The catacombs of Paris can be an all day event but the wait is worth it. The catacombs are located in the 14th arr. and are accessible by metro lines 4, 6 and the train RER B as well as busses. The catacombs are closed Mondays. There is now a ‘skip the line’ ticket. If you don’t want to stand in line all day I recommend buying it even though it is a few extra Euros. It also comes with an audio guide. I plan to do this next time I go. To give you an idea of wait time, last time I went I got on line at 2pm and I was in the last group allowed in around 7pm. There are 131 steps down into the catacombs and 112 back to the surface.
The first time I went, I made friends with the two girls standing on line in front of me. We descended together but since I’m a slower reader we separated. After you descend the stairs and go down some slopes there is information about how, and when the catacombs were built.
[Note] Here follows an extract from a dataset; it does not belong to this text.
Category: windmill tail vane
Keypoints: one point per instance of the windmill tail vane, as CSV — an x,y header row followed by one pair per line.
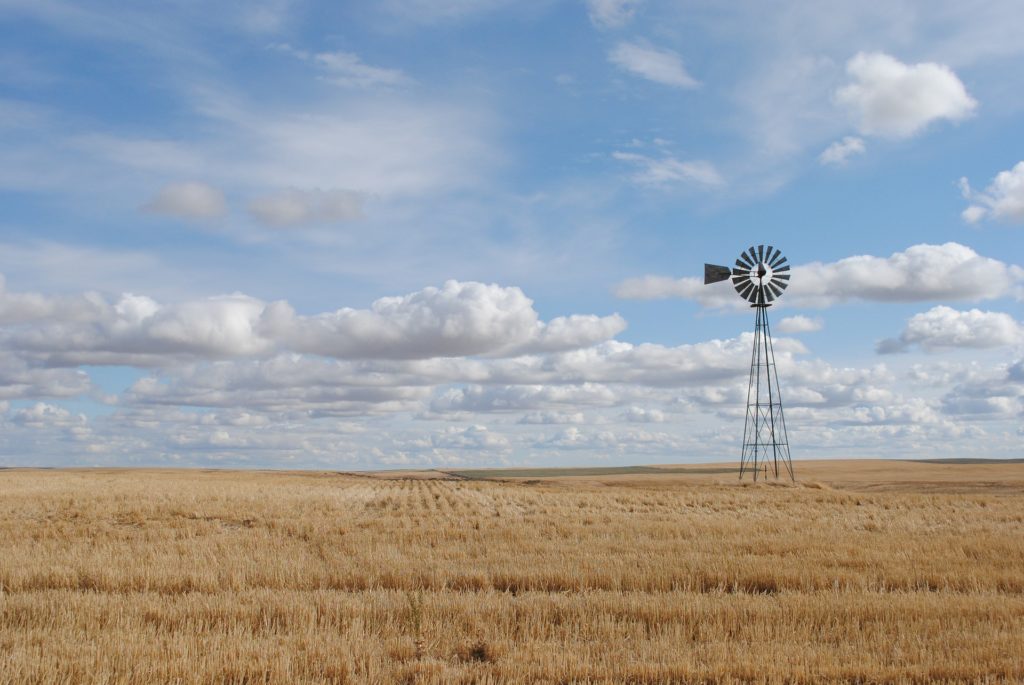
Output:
x,y
760,276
Then the real fun begins, especially for me being a special FX makeup artist. I do a lot of zombie make up and haunted houses. I work closely with the shape of the skull for a lot of my projects in film and theater. The second time I went, I chatted with the people all around me and when we got to the front we told them we were a group of seven.
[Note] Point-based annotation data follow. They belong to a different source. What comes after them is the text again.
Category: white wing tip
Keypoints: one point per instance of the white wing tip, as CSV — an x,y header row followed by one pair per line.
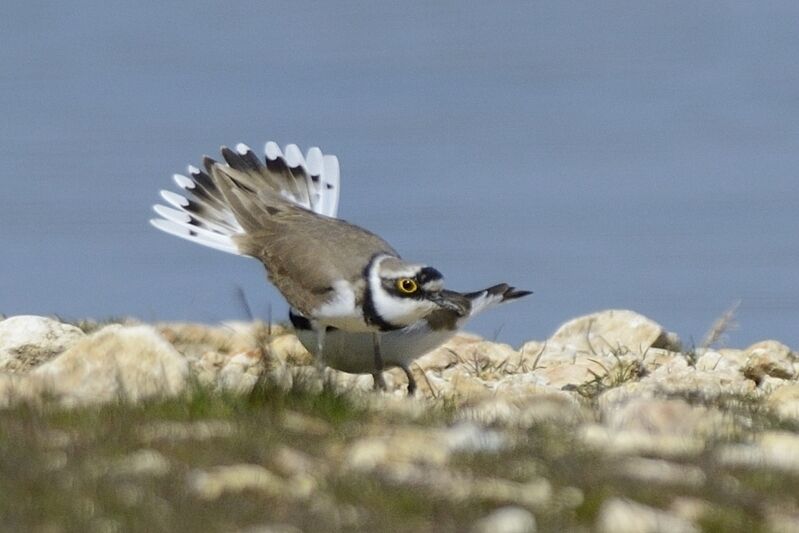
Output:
x,y
272,150
174,199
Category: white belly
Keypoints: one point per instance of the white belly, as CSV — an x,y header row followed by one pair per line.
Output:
x,y
354,351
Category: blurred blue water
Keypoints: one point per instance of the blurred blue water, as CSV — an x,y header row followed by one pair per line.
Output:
x,y
634,155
There is more than one path in the catacombs. I have been twice and have seen some different things each time. The center path is the same but in recent years they have redone the exit and fixed up the stairs. The second time I was there they kind of pushed us through since they were getting ready to close.
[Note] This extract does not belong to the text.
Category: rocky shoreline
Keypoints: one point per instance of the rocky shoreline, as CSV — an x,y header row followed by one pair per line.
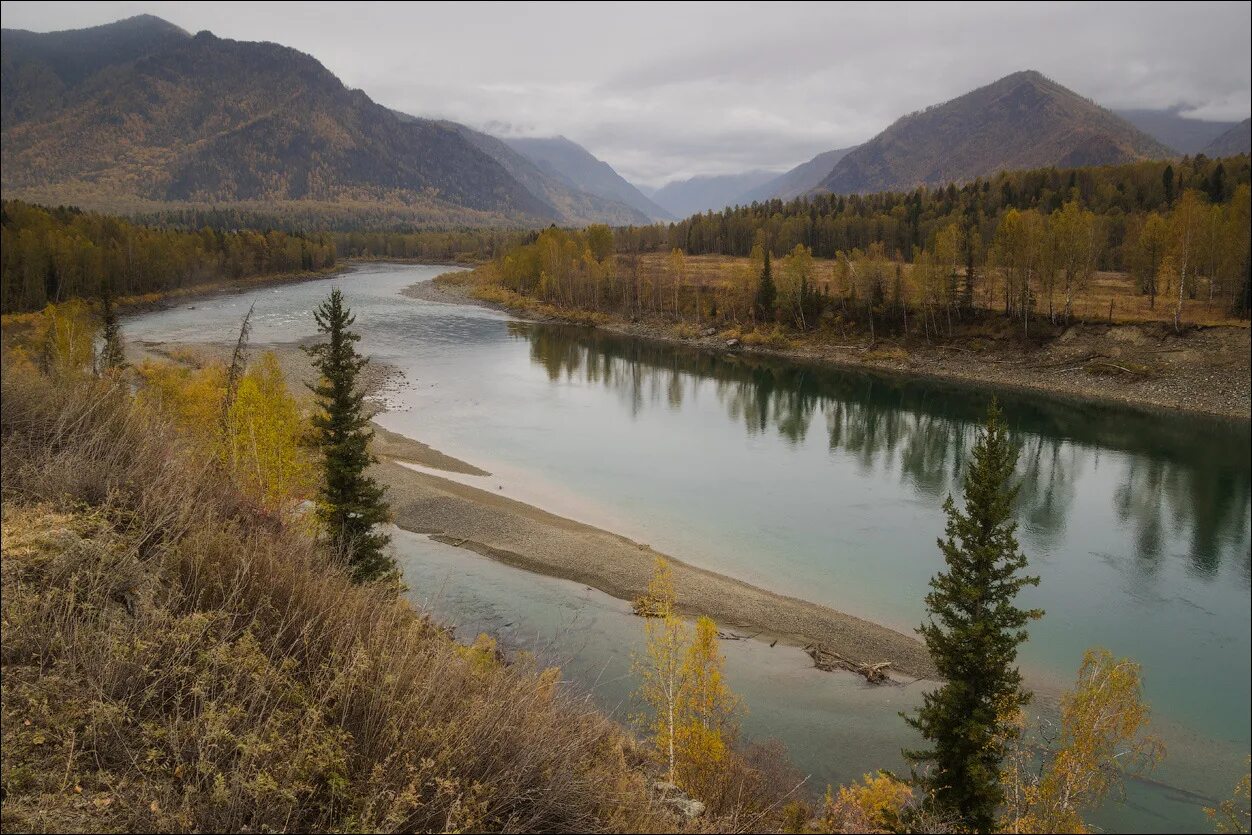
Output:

The first time I went through I heard some people talking about how a guard had shown them a skull with a bullet hole. I asked and they pointed me to this older man who had a flashlight. You’re not allowed to use the flash on your camera. I asked the man to show me the skull and somehow he decided to give me a tour of some cool stuff that you wouldn’t normally notice. He walked me around and even though his English wasn’t great, he was able to get across that the water dripping from the ceiling was creating stalactites. The water was also crystallizing on a few of the skulls. He would shine his flashlight and gesture at something and we’d play some version of charades.
He even told me where to stand and gestured that he would take a picture with my camera. He used his flashlight to show me where to read a plaque. They were in French and English. He even showed me some graffiti and pointed his flash light down some corridors that weren’t open to the public at the time. A few people would stop and listen to what he was explaining.
It was an amazing experience that I am happy to share and would love to have again someday. I don’t know who this mystery guard was but i hope to see him again someday.